Windows Server - Platform Image

If you use a Windows Server platform image that was released in April 2020 or later, the image is already configured to generate a crash dump.

If you use an image that was released before April 2020, do the following:

  1. Connect to the instance.
  2. Download the Oracle VirtIO Drivers for Microsoft Windows.
  3. Install the drivers and then restart the instance.

Windows Server - Customer-Provided Image

Refer to the third-party documentation for your operating system for more information.

Sending a Diagnostic Interrupt

After you configure the instance's OS to generate a crash dump when it crashes, use the following procedures to send a diagnostic interrupt.

To send a diagnostic interrupt using the Console

  1. Open the navigation menu  and select Compute. Under Compute, select Instances.
  2. Click the instance that you're interested in.
  3. Click More Actions, and then click Send diagnostic interrupt.

    Caution

    Sending a diagnostic interrupt to a live system can cause data corruption or system failure.
  4. Review the confirmation message and then click Send diagnostic interrupt.

    The lifecycle state that appears in the Console remains Running while the instance's OS crashes and restarts. Do not send multiple diagnostic interrupts.

  5. Wait several minutes for the instance's OS to restart, and then connect to the instance.

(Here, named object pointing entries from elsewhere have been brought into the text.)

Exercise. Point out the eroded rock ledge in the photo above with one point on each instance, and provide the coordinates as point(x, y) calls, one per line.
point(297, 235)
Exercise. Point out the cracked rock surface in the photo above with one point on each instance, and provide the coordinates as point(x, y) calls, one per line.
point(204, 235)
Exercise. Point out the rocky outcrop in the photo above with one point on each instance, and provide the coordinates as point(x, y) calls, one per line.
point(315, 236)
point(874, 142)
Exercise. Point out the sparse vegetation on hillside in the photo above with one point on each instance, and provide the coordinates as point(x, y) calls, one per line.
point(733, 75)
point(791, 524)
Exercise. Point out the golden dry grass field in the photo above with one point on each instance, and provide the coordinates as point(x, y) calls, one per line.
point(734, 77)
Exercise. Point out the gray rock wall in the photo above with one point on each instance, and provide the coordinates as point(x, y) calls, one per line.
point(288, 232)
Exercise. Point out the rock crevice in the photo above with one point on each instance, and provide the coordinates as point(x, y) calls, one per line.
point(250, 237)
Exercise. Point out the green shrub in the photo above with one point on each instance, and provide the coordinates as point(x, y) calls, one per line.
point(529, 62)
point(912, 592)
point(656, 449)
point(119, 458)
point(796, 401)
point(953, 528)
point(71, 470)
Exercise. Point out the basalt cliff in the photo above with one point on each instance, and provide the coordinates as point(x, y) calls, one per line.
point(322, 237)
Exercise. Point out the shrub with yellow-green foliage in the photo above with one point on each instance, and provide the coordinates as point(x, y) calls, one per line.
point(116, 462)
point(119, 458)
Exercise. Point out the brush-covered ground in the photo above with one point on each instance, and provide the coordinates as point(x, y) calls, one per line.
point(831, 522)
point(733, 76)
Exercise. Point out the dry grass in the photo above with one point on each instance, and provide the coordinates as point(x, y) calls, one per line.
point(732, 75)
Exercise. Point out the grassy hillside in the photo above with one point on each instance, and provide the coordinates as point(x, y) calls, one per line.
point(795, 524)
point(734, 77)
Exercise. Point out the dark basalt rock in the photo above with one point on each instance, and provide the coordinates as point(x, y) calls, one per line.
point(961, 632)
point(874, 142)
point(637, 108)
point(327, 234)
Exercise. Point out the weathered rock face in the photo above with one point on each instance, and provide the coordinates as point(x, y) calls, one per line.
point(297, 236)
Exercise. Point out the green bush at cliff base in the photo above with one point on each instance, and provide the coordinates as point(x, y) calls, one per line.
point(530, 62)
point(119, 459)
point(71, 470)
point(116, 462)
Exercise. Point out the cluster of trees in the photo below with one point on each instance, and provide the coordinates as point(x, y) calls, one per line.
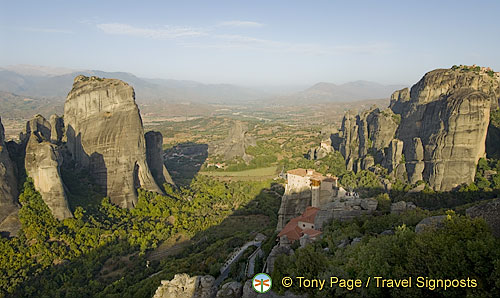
point(65, 258)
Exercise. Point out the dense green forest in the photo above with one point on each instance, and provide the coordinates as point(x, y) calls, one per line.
point(463, 248)
point(65, 259)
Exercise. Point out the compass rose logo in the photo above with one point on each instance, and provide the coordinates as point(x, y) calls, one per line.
point(261, 283)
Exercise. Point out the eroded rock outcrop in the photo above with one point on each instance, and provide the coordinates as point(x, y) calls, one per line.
point(232, 289)
point(292, 205)
point(42, 163)
point(367, 134)
point(56, 128)
point(435, 131)
point(104, 133)
point(154, 157)
point(8, 189)
point(184, 286)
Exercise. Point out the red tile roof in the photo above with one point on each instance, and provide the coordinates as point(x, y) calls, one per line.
point(312, 233)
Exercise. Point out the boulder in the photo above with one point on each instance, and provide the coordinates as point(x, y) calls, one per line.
point(104, 134)
point(184, 286)
point(490, 211)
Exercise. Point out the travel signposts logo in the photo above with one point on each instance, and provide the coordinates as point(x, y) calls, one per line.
point(261, 283)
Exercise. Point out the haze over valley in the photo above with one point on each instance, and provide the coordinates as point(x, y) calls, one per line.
point(226, 149)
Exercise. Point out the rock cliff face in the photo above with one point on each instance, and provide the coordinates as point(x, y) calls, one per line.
point(57, 128)
point(235, 144)
point(154, 157)
point(42, 163)
point(435, 131)
point(292, 205)
point(366, 136)
point(104, 133)
point(184, 286)
point(8, 188)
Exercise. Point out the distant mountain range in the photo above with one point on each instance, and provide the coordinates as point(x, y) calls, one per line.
point(329, 92)
point(47, 82)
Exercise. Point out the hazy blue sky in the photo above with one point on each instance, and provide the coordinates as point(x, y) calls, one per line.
point(253, 42)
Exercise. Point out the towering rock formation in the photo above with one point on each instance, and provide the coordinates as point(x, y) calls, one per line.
point(104, 133)
point(438, 128)
point(365, 136)
point(56, 128)
point(42, 163)
point(154, 157)
point(8, 189)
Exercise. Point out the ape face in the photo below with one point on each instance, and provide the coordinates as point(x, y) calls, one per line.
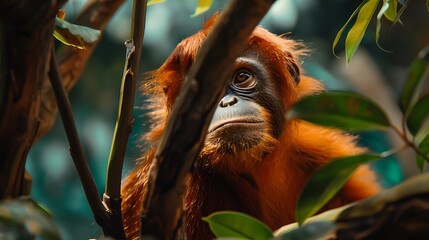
point(250, 117)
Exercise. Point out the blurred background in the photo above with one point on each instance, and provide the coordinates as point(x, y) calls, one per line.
point(372, 71)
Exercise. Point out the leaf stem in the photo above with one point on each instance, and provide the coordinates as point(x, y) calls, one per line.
point(408, 142)
point(125, 113)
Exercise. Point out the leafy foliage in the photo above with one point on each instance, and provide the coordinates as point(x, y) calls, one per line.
point(24, 219)
point(203, 6)
point(74, 35)
point(364, 13)
point(326, 182)
point(311, 231)
point(227, 224)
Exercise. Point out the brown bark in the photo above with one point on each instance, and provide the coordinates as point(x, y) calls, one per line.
point(26, 41)
point(27, 104)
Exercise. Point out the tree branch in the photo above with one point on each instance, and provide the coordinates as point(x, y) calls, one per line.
point(185, 131)
point(25, 70)
point(96, 14)
point(76, 149)
point(125, 113)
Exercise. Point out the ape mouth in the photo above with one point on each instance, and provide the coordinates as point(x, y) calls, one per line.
point(235, 123)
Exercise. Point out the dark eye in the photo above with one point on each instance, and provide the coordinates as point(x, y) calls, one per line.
point(243, 79)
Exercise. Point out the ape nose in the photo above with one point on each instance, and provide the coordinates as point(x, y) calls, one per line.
point(227, 101)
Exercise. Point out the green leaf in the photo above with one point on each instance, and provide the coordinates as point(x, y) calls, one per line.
point(380, 14)
point(424, 149)
point(203, 6)
point(340, 32)
point(74, 35)
point(391, 12)
point(152, 2)
point(24, 219)
point(400, 12)
point(418, 115)
point(339, 109)
point(412, 87)
point(228, 224)
point(326, 182)
point(355, 35)
point(309, 231)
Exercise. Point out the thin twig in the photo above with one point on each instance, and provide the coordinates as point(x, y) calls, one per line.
point(162, 208)
point(76, 149)
point(125, 113)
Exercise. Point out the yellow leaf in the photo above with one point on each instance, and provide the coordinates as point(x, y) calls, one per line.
point(203, 6)
point(152, 2)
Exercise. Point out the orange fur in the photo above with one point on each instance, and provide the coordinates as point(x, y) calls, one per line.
point(263, 181)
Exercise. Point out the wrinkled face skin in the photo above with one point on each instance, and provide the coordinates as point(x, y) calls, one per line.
point(250, 116)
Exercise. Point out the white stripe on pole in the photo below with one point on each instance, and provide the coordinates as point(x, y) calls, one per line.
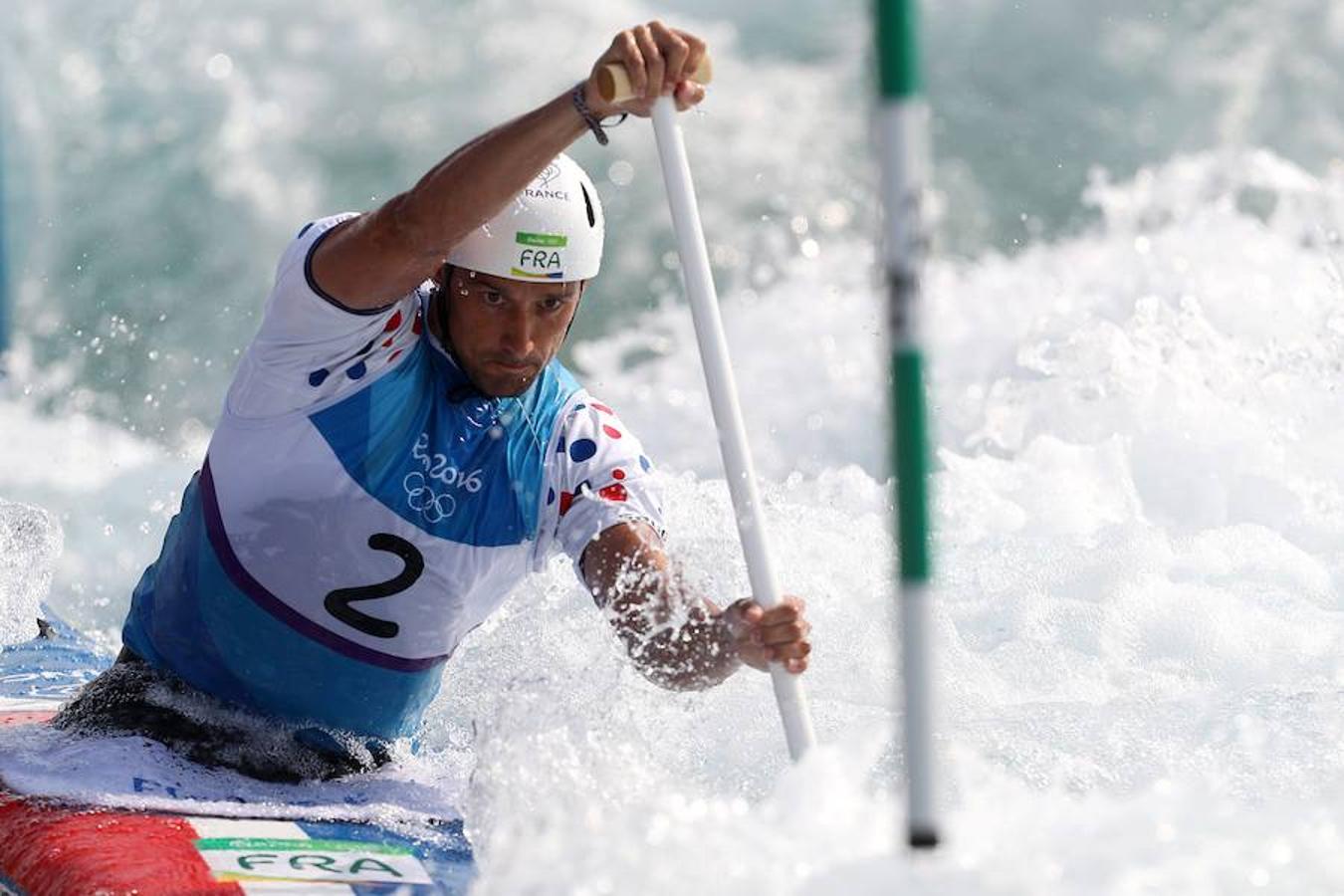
point(723, 400)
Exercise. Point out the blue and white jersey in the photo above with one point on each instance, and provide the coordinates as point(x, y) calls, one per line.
point(361, 508)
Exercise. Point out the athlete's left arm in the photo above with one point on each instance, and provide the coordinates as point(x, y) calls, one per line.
point(678, 638)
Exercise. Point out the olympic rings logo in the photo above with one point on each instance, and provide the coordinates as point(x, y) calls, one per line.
point(422, 499)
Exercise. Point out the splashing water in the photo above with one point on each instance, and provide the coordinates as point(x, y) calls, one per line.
point(1136, 400)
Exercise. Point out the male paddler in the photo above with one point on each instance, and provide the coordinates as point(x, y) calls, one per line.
point(398, 449)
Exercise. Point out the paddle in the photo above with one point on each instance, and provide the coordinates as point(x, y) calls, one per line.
point(614, 87)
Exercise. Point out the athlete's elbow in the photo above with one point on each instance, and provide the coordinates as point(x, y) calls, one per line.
point(407, 230)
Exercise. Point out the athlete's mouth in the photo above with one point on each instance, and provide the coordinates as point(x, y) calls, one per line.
point(513, 367)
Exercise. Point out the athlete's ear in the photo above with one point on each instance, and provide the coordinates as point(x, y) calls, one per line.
point(582, 289)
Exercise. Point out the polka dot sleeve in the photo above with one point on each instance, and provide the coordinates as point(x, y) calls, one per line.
point(597, 476)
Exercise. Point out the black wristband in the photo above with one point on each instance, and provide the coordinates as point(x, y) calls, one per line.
point(588, 118)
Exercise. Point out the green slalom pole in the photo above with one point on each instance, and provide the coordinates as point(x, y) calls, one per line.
point(4, 272)
point(903, 127)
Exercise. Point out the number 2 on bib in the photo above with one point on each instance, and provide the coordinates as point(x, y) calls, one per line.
point(338, 600)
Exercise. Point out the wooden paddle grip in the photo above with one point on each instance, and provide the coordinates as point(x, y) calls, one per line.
point(613, 81)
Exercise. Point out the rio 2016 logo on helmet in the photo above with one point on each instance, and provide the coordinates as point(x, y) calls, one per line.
point(550, 231)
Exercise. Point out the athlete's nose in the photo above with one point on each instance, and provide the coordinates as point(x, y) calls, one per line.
point(517, 337)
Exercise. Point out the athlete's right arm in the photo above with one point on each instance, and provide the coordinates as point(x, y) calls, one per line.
point(379, 257)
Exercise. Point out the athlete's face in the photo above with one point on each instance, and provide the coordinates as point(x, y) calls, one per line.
point(503, 332)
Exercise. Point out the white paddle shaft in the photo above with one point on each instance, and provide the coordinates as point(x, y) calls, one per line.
point(723, 400)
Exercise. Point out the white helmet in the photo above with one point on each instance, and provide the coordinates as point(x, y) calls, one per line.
point(553, 230)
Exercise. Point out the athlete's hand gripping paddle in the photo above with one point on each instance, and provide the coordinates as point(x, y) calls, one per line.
point(723, 395)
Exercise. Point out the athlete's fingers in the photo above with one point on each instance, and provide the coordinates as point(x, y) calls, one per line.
point(633, 60)
point(675, 50)
point(783, 633)
point(790, 652)
point(653, 65)
point(694, 53)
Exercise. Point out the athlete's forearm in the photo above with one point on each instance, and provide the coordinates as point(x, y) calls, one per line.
point(676, 638)
point(473, 183)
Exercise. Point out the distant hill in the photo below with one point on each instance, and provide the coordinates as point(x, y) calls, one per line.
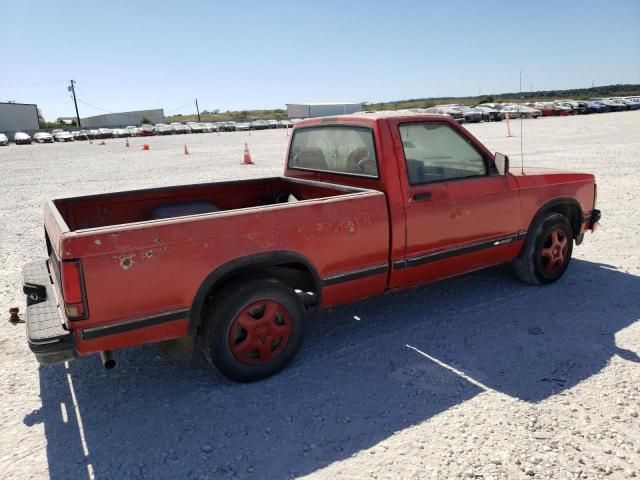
point(621, 90)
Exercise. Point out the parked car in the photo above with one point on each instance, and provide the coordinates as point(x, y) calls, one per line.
point(610, 106)
point(80, 135)
point(63, 136)
point(21, 138)
point(253, 263)
point(626, 102)
point(42, 137)
point(120, 133)
point(163, 129)
point(471, 115)
point(146, 130)
point(548, 109)
point(179, 128)
point(577, 108)
point(520, 111)
point(454, 113)
point(196, 127)
point(595, 107)
point(490, 114)
point(259, 125)
point(229, 126)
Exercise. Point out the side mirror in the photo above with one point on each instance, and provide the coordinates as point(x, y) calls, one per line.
point(502, 163)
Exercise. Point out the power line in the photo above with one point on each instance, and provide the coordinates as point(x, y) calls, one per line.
point(32, 84)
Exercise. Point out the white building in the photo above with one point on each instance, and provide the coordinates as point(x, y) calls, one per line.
point(306, 110)
point(18, 117)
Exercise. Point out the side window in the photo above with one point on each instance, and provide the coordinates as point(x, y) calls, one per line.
point(435, 152)
point(338, 149)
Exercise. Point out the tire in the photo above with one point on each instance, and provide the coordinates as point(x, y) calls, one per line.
point(547, 251)
point(253, 329)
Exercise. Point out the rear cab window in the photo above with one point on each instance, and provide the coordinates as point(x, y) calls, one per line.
point(435, 152)
point(342, 149)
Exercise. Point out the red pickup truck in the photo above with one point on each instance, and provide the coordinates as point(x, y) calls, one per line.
point(368, 203)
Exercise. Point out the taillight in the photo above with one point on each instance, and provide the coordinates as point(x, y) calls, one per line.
point(75, 302)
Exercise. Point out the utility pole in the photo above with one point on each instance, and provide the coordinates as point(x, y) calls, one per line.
point(73, 92)
point(520, 83)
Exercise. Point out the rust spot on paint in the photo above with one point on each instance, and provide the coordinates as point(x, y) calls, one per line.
point(126, 261)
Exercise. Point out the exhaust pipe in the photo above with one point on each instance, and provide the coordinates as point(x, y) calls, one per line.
point(107, 359)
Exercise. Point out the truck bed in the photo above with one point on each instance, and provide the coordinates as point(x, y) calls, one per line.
point(132, 261)
point(144, 205)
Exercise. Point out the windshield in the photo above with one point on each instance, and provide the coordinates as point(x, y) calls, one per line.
point(339, 149)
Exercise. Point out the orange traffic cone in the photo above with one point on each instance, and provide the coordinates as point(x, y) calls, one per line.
point(247, 156)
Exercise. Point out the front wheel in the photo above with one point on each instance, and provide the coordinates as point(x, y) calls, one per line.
point(547, 251)
point(253, 329)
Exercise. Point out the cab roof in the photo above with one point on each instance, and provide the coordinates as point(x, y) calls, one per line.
point(372, 117)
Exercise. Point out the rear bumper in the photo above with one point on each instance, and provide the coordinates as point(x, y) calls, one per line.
point(593, 219)
point(47, 336)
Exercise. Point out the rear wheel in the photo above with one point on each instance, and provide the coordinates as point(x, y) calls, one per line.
point(547, 251)
point(253, 329)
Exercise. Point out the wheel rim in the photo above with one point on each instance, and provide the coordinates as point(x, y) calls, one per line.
point(260, 332)
point(553, 255)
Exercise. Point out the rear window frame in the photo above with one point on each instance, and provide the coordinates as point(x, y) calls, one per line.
point(335, 172)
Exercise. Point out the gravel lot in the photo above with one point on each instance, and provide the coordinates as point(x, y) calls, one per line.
point(474, 377)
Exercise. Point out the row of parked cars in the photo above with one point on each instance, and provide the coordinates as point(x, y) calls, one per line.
point(485, 112)
point(145, 130)
point(492, 112)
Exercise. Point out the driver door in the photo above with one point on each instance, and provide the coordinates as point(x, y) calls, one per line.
point(460, 214)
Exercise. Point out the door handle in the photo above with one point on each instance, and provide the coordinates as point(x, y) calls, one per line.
point(422, 197)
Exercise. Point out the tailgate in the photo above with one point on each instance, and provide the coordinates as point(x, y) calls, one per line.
point(55, 227)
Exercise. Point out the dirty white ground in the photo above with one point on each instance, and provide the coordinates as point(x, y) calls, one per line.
point(439, 382)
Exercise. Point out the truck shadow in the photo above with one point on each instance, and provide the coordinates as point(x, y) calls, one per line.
point(354, 385)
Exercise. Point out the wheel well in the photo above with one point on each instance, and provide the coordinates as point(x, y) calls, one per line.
point(297, 274)
point(569, 208)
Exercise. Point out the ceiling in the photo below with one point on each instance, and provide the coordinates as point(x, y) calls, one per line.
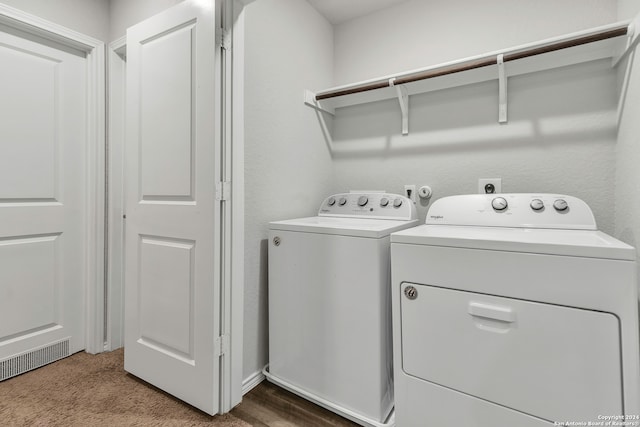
point(338, 11)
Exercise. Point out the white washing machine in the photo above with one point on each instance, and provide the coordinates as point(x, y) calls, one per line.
point(330, 307)
point(512, 310)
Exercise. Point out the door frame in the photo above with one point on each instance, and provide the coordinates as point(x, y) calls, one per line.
point(232, 138)
point(94, 261)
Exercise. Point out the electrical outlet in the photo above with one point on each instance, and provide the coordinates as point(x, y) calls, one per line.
point(489, 185)
point(410, 192)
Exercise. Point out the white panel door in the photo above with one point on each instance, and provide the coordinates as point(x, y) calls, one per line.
point(172, 273)
point(43, 143)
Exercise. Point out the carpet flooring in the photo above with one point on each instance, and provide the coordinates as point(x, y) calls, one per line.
point(94, 390)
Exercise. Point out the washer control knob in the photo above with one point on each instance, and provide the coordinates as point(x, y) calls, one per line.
point(560, 205)
point(499, 203)
point(537, 204)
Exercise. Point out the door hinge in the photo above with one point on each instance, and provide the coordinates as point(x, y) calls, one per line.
point(223, 190)
point(225, 39)
point(221, 345)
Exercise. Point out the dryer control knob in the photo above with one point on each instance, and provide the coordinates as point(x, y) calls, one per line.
point(537, 204)
point(560, 205)
point(499, 203)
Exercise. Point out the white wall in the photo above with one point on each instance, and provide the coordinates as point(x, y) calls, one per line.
point(419, 33)
point(125, 13)
point(289, 47)
point(89, 17)
point(627, 217)
point(561, 133)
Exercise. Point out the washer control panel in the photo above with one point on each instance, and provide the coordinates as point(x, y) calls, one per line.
point(520, 210)
point(368, 205)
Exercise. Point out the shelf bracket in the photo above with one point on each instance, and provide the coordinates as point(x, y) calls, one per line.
point(403, 98)
point(502, 90)
point(310, 100)
point(633, 35)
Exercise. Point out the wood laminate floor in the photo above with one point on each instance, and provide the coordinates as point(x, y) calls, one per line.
point(268, 405)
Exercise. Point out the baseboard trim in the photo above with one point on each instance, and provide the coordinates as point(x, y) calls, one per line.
point(252, 381)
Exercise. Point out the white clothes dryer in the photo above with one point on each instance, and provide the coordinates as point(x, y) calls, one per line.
point(330, 307)
point(514, 310)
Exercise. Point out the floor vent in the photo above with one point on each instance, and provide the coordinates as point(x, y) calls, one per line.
point(32, 359)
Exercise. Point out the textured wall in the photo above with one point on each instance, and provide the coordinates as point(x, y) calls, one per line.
point(289, 48)
point(90, 17)
point(627, 181)
point(419, 33)
point(125, 13)
point(561, 133)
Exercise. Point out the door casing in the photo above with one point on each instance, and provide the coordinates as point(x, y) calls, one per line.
point(232, 18)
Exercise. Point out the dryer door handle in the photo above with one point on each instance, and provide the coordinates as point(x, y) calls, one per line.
point(495, 312)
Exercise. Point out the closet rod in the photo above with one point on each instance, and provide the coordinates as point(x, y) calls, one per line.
point(479, 63)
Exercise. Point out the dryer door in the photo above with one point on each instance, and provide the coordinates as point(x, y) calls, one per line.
point(553, 362)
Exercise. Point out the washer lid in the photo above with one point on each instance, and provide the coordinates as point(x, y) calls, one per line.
point(583, 243)
point(357, 227)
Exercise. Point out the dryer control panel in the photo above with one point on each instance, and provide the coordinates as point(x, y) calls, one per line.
point(373, 205)
point(517, 210)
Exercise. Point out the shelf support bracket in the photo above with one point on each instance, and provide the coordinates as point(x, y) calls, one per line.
point(633, 36)
point(403, 98)
point(310, 100)
point(502, 90)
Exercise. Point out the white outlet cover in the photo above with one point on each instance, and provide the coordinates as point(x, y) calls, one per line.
point(411, 187)
point(497, 183)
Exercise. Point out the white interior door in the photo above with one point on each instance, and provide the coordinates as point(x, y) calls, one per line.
point(43, 149)
point(172, 279)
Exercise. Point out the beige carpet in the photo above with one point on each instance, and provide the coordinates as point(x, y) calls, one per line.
point(87, 390)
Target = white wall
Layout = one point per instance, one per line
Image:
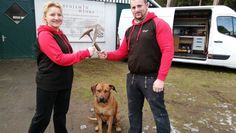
(76, 22)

You can now retrieve and analyze the crash dump.

To send a diagnostic interrupt using the API

Use the InstanceAction operation, passing the value SENDDIAGNOSTICINTERRUPT as the action to perform.

Analyzing a Crash Dump

The crash dump is saved locally on the instance's OS.

  • Linux instances: The default location where the crash dump is saved depends on the operating system.

    • Oracle Linux 8: Saved in /var/oled/crash.
    • Oracle Linux 7: For platform images released in March 2021 or later, saved in /var/crash. For older platform images, saved in /var/oled/crash.
    • Other Linux and UNIX-like operating systems: Saved in /var/crash/.

    To change the location, modify the /etc/kdump.conf file.

  • Windows instances: The crash dump is saved in %SystemRoot%memory.dmp. On most Windows systems, this is C:\Windows\memory.dmp.

To analyze the crash dump, use a third-party tool such as the crash utility on Linux instances or WinDbg on Windows instances.